GARCH Scaling (models.py → garch_scale_covariance())
When garch_enabled = True, the engine fits a GARCH(1,1) model to each asset's return series:
σ²_t = ω + α · ε²_{t-1} + β · σ²_{t-1}
The ratio of the conditional variance to the unconditional variance produces a scaling factor applied to the diagonal of the covariance matrix. This captures short-term volatility clustering.

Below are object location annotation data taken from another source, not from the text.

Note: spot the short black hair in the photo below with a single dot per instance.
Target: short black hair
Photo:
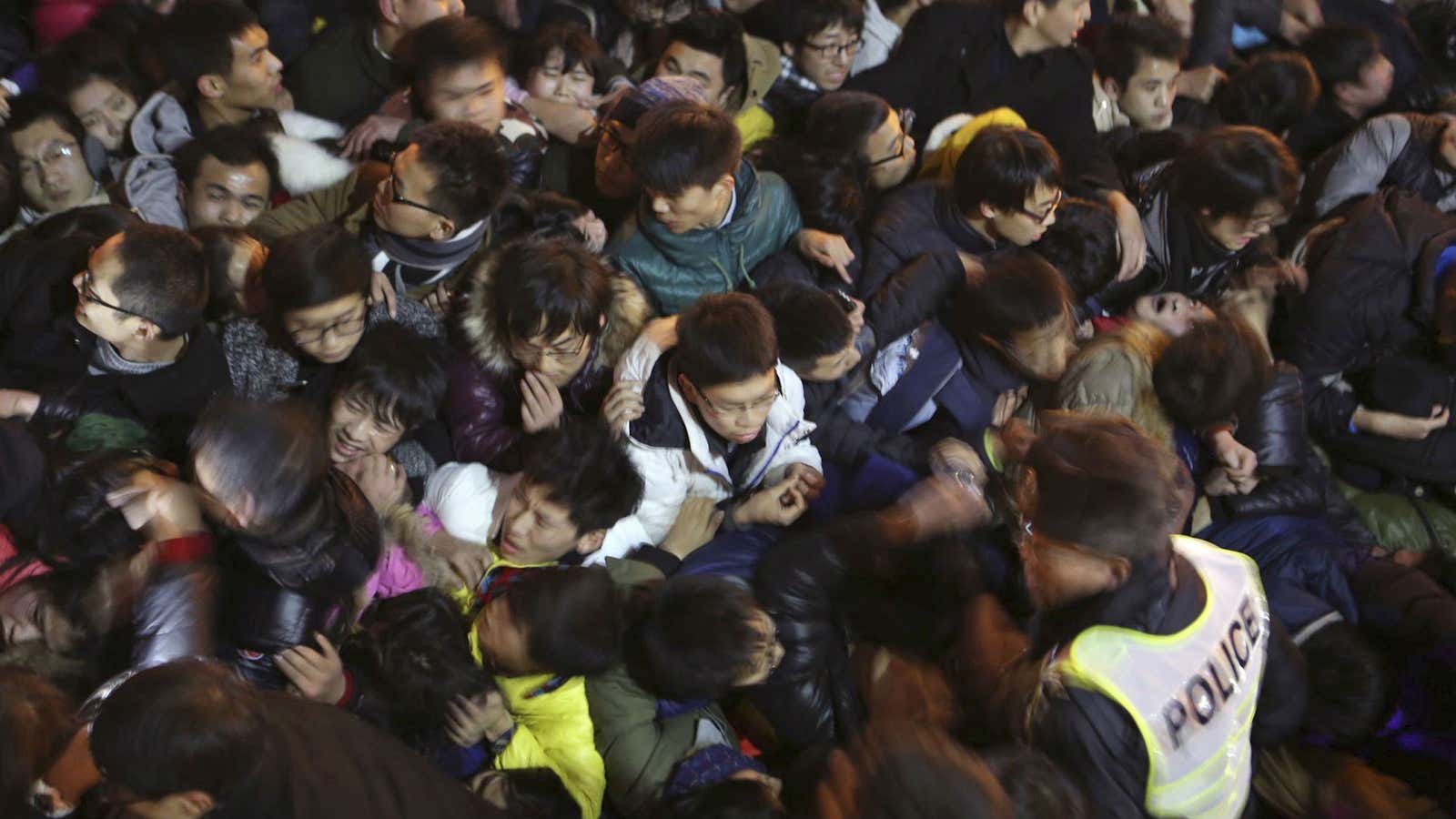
(1274, 92)
(724, 339)
(586, 470)
(164, 278)
(470, 169)
(546, 288)
(803, 19)
(571, 617)
(397, 373)
(443, 44)
(197, 40)
(808, 322)
(577, 47)
(684, 145)
(315, 267)
(1212, 373)
(1340, 53)
(695, 639)
(230, 145)
(1002, 167)
(1082, 245)
(1232, 169)
(417, 647)
(721, 35)
(1132, 38)
(1018, 292)
(189, 724)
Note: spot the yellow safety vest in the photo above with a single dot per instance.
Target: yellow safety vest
(1191, 694)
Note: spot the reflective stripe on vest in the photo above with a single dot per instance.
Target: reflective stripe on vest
(1191, 694)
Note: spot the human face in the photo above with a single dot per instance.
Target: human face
(834, 365)
(226, 194)
(356, 430)
(695, 208)
(504, 643)
(106, 111)
(1234, 232)
(472, 92)
(824, 57)
(613, 169)
(1060, 24)
(1149, 95)
(1043, 353)
(538, 530)
(402, 200)
(1171, 312)
(257, 76)
(331, 329)
(735, 411)
(98, 308)
(560, 359)
(555, 80)
(699, 66)
(771, 652)
(890, 152)
(53, 171)
(1026, 225)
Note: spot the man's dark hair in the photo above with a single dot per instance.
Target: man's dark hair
(695, 639)
(230, 145)
(1212, 373)
(1018, 292)
(805, 18)
(179, 727)
(1002, 167)
(1132, 38)
(315, 267)
(443, 44)
(724, 339)
(1339, 53)
(571, 617)
(276, 452)
(1082, 245)
(808, 322)
(586, 470)
(1274, 92)
(684, 145)
(577, 47)
(470, 169)
(417, 647)
(197, 40)
(721, 35)
(397, 375)
(162, 278)
(545, 288)
(1232, 169)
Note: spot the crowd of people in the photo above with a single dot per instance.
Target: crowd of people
(727, 409)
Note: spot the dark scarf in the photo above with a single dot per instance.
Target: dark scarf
(415, 263)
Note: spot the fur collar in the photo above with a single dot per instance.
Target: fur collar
(625, 318)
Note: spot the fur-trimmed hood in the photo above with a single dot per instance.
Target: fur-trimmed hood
(625, 318)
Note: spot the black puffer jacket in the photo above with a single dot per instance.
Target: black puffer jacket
(1370, 295)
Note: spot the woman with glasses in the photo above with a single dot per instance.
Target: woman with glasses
(542, 329)
(317, 288)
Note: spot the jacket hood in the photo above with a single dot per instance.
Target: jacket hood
(625, 318)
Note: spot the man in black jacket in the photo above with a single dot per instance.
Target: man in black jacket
(1018, 55)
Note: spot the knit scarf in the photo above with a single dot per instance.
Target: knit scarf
(417, 263)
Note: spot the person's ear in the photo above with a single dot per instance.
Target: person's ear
(590, 542)
(211, 86)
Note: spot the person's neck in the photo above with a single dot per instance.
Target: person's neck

Random Matrix Theory Noise Filtering
The eigenvalues of the correlation matrix are compared against the Marchenko-Pastur distribution. Eigenvalues below the theoretical upper bound are considered noise and are shrunk toward 1.0.
10. Black-Litterman Integration Bridge
bl_bridge.py → compute_bl_posterior()
When using Model 5 (ML Ensemble), the ML expected returns are not used directly. Instead, they are treated as investor views in the Black-Litterman framework:
- The Black-Litterman equilibrium prior (π) is computed from the covariance matrix.
- The ML forecast and its uncertainty matrix form the view.
- The posterior expected returns are a precision-weighted blend of the prior and the views.
This architecture prevents ML overconfidence from dominating the allocation. In stressed regimes, the uncertainty on ML views is scaled up via scale_uncertainty_by_regime(), further anchoring to the conservative equilibrium prior.
References
- Black, F., & Litterman, R. (1992). Global portfolio optimization. Financial Analysts Journal, 48(5), 28–43.
- Chen, T., & Guestrin, C. (2016). XGBoost: A scalable tree boosting system. KDD 2016.
- Daniel, K., & Moskowitz, T. J. (2016). Momentum crashes. Journal of Financial Economics, 122(2), 221–247.
- Elmachtoub, A. N., & Grigas, P. (2022). Smart "Predict, then Optimize." Management Science, 68(1), 9–26.
- Fama, E. F., & French, K. R. (1993). Common risk factors in the returns on stocks and bonds. Journal of Financial Economics, 33(1), 3–56.
- James, W., & Stein, C. (1961). Estimation with quadratic loss. Proceedings of the Fourth Berkeley Symposium, 1, 361–379.
- Ledoit, O., & Wolf, M. (2004). A well-conditioned estimator for large-dimensional covariance matrices. Journal of Multivariate Analysis, 88(2), 365–411.
- Sharpe, W. F. (1964). Capital asset prices: A theory of market equilibrium under conditions of risk. Journal of Finance, 19(3), 425–442.
- Vaswani, A., et al. (2017). Attention is all you need. NeurIPS 2017.